The good news is that the tech sector offers arguably the fastest-growing and most secure jobs in the country, as well as some of the most flexible work options. This makes it a very attractive sector for everyone. It also half the gender pay gap of other high-paying industries, which serves to help encourage women – who currently only make up ¼ of the tech workforce – to enter the industry.
But how exactly does a business go about becoming more diverse? Like any other strategy, it has to be put into practice the right way to actually see those returns.
With that in mind, here are our tips.
Best practices for increasing diversity in any business!
- Make it a team effort – Teambuilding is a great way to immerse your team in diversity. Your team is probably already somewhat diverse, so approach your team members about creating diversity initiative events – and make it fun! You want to celebrate and value differences after all!
- Invest in interpersonal training – There’s a lot of evidence that unconscious bias training and similar approaches simply don’t work – in fact, they can actually reinforce negative feelings and biases! Instead, interpersonal skill training is a much more effective way to go, teaching staff how to communicate, build relationships, deal with conflict, and understand both themselves and the people around them better.
- Upskill and reskill – Unfortunately, the government’s $15 billion National Reconstruction Fund which is designed to meet critical skills gaps in the tech sector doesn’t support reskilling women or other minorities from other sectors to allow them to enter the tech industry. But that doesn’t mean you can’t do it! Building your own talent pipeline by identifying people interested in entering IT and getting them the right qualification and skills for the job fills those gaps in your teams. Not only that, but it also encourages loyalty and high performance because those individuals can see you’ve invested in them. This is especially notable for women in the tech sector because studies have shown that women tend to move into IT between 25 and 30 as a mid-or-early career transition.
- Try out blind hiring, not quotas – Quotas tend to raise hackles wherever they’re introduced, not only setting staff against people who are perceived to be there simply because they ticked a box, but also harming the self-worth and confidence of the individual involved. A much easier option than trying to implement quotas and fight the backlash is to use blind hiring. This uses automated, customised tests to vet applicants for a role based on their skill – not their name, school, university, race, gender, or anything else. It simplifies a lot of the areas where businesses tend to struggle to eliminate unconscious bias from the hiring process, paring it down to what matters most – if the person can get the job done well or not.

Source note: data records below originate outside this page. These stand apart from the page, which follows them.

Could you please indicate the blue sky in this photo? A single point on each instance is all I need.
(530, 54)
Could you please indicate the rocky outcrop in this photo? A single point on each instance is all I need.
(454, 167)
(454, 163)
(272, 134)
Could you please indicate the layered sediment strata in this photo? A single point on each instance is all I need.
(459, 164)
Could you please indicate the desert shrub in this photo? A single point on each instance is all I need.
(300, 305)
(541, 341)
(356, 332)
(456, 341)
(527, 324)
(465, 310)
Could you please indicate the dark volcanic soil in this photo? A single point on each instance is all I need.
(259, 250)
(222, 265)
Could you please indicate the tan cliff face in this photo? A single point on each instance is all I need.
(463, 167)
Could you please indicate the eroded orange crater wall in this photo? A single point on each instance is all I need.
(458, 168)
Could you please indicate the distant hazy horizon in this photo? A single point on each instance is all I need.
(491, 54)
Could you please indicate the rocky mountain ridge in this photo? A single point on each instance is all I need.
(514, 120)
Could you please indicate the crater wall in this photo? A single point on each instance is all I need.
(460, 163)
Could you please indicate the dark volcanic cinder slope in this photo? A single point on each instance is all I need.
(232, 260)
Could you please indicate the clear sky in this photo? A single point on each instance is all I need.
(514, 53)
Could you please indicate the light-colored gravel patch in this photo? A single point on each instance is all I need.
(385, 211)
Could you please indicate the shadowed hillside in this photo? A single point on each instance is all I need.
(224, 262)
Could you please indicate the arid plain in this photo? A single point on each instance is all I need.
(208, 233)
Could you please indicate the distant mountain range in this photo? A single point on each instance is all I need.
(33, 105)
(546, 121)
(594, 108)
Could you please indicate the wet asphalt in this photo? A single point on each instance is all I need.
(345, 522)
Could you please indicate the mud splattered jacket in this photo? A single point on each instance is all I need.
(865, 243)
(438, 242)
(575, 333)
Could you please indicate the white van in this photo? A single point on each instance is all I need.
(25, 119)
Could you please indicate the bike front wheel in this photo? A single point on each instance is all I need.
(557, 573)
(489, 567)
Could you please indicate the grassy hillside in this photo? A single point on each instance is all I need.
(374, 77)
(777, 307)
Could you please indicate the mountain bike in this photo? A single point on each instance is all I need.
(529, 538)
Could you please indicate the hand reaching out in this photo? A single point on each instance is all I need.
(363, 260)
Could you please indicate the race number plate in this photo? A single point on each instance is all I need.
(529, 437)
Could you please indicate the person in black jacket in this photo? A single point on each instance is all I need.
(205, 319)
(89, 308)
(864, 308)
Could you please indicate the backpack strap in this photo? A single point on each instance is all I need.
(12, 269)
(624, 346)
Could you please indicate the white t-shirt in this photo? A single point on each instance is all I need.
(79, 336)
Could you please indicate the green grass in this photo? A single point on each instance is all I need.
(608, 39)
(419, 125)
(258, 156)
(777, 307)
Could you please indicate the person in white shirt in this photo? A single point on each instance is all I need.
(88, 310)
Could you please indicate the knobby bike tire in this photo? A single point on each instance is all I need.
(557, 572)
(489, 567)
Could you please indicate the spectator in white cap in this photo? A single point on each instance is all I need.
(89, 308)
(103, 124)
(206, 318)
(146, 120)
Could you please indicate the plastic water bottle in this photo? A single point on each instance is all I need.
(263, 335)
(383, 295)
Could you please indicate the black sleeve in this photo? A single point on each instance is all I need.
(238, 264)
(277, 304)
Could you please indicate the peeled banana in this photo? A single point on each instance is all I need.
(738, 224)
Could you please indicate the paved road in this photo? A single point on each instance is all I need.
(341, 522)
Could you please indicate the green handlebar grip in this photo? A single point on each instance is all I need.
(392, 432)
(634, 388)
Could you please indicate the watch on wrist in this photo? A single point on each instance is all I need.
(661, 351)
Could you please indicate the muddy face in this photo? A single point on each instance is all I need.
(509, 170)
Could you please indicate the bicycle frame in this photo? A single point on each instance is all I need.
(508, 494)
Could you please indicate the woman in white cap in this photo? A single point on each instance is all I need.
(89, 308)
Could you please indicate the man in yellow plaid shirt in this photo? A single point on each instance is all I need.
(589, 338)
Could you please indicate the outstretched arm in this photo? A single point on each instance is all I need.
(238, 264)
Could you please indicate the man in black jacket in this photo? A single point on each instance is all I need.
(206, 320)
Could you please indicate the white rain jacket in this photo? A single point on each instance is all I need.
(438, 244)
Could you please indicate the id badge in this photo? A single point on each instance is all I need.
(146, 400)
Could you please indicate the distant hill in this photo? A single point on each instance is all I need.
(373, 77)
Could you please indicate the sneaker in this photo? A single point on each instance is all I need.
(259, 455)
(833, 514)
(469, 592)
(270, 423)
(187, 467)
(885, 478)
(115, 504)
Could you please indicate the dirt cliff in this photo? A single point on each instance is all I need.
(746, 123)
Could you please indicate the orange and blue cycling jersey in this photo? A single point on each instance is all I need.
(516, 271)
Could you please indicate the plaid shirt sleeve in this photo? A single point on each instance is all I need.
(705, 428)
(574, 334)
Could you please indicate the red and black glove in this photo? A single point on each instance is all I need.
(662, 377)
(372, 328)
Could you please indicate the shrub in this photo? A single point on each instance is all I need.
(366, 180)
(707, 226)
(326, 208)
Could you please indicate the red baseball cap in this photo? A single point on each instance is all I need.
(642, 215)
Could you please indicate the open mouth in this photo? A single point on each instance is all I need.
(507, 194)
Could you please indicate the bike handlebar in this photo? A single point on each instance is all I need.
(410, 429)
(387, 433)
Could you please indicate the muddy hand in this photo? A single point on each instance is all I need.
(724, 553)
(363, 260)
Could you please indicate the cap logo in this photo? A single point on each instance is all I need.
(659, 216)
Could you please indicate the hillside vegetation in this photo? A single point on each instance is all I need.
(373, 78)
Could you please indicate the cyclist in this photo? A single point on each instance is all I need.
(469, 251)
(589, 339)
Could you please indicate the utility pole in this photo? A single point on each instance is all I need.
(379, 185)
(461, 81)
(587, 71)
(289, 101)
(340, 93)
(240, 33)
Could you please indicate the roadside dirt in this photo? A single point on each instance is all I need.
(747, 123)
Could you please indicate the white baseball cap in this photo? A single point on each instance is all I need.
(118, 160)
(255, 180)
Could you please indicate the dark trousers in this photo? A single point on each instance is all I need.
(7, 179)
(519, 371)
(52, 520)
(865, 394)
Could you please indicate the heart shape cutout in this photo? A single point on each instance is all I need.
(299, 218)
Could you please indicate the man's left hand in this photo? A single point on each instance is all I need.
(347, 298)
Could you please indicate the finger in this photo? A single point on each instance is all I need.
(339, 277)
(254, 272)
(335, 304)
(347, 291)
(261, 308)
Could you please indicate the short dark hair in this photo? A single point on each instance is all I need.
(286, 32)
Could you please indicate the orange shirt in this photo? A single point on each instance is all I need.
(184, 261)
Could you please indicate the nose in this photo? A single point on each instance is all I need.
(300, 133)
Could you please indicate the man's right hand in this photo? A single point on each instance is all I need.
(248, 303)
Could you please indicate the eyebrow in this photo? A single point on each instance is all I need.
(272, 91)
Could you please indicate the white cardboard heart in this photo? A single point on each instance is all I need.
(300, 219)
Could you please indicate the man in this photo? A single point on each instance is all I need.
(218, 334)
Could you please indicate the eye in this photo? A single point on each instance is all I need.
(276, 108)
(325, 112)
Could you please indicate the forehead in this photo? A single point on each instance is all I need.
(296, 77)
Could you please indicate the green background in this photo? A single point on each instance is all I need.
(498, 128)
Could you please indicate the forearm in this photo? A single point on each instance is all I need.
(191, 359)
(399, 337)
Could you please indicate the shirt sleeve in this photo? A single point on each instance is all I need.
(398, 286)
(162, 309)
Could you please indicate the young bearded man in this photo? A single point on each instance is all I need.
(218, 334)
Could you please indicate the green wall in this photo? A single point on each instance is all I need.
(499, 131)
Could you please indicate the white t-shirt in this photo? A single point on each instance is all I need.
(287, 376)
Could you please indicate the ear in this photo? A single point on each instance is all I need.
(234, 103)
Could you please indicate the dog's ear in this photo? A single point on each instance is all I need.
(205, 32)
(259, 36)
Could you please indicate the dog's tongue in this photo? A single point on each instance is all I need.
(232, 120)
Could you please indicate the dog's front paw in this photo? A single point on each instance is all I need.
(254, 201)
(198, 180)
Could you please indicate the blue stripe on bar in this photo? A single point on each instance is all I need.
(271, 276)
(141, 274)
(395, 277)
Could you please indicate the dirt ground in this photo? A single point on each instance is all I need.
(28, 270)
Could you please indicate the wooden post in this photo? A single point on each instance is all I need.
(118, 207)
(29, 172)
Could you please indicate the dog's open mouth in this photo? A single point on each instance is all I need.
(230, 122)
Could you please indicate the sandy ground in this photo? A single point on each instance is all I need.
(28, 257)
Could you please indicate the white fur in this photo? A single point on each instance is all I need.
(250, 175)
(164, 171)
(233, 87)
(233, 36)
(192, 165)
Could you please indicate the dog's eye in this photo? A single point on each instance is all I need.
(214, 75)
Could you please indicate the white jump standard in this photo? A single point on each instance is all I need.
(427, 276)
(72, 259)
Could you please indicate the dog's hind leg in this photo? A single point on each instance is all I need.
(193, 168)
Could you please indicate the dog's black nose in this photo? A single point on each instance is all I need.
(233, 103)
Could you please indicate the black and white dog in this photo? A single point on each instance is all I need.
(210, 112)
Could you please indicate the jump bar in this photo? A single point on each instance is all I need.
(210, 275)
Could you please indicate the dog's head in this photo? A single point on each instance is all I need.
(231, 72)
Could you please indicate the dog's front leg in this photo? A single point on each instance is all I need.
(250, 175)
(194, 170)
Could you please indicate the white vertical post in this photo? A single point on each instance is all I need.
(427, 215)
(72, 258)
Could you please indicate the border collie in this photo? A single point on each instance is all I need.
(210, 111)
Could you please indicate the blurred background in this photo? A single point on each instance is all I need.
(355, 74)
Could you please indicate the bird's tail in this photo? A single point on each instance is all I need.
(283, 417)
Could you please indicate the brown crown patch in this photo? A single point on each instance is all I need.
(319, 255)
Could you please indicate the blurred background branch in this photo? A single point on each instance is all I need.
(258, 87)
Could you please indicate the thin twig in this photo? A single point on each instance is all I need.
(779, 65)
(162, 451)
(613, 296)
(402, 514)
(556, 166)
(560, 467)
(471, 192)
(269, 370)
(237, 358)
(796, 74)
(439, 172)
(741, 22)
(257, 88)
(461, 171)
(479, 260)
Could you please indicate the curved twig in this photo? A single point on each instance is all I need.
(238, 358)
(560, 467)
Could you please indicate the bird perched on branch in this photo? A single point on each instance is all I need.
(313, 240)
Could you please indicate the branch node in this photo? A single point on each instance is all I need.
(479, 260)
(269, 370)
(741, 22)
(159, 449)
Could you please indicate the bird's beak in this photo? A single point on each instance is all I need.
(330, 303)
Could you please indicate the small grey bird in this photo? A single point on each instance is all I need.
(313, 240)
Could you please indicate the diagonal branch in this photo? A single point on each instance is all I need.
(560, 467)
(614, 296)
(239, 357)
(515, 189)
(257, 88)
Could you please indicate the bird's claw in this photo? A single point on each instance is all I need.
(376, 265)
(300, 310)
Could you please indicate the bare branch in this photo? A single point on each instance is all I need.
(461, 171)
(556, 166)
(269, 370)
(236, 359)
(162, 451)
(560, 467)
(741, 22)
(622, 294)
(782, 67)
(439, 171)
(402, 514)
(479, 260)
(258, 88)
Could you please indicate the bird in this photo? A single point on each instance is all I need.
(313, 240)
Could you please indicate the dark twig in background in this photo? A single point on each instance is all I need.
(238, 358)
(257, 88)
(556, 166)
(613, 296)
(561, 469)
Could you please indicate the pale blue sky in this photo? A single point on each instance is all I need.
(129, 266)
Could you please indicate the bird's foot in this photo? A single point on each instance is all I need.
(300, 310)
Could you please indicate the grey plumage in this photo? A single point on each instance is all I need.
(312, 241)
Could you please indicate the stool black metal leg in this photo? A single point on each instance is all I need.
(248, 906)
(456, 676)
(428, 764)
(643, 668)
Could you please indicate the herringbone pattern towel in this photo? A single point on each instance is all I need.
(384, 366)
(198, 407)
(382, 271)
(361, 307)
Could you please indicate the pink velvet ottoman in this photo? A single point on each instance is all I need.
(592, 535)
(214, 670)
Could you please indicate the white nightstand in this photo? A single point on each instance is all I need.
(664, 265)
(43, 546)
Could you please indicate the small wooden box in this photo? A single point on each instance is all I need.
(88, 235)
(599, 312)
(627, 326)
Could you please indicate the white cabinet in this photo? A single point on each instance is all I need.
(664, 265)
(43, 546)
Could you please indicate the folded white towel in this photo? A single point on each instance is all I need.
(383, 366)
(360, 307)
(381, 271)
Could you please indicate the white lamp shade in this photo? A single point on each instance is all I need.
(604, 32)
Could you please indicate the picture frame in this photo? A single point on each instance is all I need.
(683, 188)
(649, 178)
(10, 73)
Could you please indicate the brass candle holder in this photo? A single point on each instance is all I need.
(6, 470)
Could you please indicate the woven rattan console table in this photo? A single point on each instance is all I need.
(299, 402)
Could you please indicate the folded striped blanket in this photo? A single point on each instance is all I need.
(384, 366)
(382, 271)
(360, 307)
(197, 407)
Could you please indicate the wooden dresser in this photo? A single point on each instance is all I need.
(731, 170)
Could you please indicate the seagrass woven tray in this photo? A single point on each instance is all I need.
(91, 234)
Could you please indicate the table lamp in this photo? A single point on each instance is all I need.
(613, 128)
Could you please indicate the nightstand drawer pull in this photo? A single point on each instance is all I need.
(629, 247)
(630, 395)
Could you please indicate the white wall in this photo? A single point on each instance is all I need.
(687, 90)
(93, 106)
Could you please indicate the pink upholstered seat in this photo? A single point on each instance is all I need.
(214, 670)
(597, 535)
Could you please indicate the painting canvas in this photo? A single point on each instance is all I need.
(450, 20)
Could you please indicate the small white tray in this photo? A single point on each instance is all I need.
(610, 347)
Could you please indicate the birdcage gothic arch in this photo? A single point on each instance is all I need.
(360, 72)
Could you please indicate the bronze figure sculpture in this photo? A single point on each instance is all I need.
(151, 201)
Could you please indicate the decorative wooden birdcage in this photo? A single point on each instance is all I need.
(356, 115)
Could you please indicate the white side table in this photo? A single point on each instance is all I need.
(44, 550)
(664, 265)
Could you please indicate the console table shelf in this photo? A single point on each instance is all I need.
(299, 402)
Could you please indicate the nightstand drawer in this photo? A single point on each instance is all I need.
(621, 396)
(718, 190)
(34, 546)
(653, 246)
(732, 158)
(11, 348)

- Measure your KPIs – In the tech and business world, KPIs are everything when it comes to showing us what’s working and what isn’t. It’s no different for diversity and inclusion, as it is an investment where you want to see good returns. Rather than lining your staff up every quarter and collecting data on their gender, ethnicity, or culture (please don’t do this), there are much more important KPIs to measure. This includes the diversity of applicants (if you are using blind hiring, this can be drawn from the next stage of in-person interviews) versus diverse hires, retention periods, diversity across different levels of the business, salary and bonuses, and even job satisfaction through surveys.